Upon graduation, Oscar Niemeyer joined a team of Brazilian architects collaborating with Le Corbusier on a new Ministry of Education and Health in Rio de Janeiro. Oscar Niemeyer worked until 1938 on this project.
Le Corbusier’s influence is present in Niemeyer’s early work and he remains a major source of inspiration. Niemeyer gradually acquired his own style, though, citing as a reason his love for curves claiming dominance in his work over Le Corbusier’s prevailing right angles.

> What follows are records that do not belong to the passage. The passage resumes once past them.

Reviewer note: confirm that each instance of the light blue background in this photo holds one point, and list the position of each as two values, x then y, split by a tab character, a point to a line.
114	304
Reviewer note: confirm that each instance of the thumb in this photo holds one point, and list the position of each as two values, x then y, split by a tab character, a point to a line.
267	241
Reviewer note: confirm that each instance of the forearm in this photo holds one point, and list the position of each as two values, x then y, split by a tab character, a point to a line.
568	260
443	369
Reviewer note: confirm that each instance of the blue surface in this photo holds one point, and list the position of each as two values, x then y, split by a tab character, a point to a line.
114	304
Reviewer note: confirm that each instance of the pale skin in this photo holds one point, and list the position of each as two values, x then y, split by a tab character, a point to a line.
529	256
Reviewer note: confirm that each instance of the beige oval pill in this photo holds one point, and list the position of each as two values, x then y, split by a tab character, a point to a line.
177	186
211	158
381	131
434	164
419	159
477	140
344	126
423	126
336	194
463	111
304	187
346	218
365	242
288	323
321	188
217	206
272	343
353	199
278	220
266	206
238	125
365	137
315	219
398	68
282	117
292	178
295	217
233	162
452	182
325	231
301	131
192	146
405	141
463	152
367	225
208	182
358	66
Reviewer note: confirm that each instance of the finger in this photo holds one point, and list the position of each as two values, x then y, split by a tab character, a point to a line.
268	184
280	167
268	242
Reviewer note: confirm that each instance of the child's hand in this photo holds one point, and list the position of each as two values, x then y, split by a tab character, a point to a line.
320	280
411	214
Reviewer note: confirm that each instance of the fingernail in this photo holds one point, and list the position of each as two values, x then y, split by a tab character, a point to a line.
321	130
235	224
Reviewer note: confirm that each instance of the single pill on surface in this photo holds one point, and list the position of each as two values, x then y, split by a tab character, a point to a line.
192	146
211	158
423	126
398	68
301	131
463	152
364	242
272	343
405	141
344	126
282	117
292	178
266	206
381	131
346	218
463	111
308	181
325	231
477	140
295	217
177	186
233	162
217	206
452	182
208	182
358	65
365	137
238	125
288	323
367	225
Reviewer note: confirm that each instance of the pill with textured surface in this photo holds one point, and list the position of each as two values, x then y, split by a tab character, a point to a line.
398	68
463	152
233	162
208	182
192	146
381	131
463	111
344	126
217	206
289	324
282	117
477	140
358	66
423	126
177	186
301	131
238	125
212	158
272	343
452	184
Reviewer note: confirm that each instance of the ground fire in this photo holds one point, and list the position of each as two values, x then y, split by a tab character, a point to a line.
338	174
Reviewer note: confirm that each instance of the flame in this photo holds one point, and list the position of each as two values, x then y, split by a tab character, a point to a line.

100 years after his birth and after 80 years of international architecture and design projects, Niemeyer’s architecture now serves as the singular visual reference for Brazilian modernism worldwide, with the most iconic example being his full-scale design of the capital city, Brasilia. The forms of his furniture echo those that made his architecture symbolic of Brazilian style and culture — the exceptional local craftsmanship, the sweeping organic curves that emerge from the earth, and the use of rich native materials — leather and Brazilian hardwoods.
Recognized as one of the first to pioneer new concepts in architecture in South America, his designs are artistic gestures, with underlying logic and substance.
“I have always,” says Oscar Niemeyer, “accepted and respected all other schools of architecture, from the chill and elemental structures of Mies van der Rohe to the imagination and delirium of Gaudi. I must design what pleases me in a way that is naturally linked to my roots and the country of my origin.”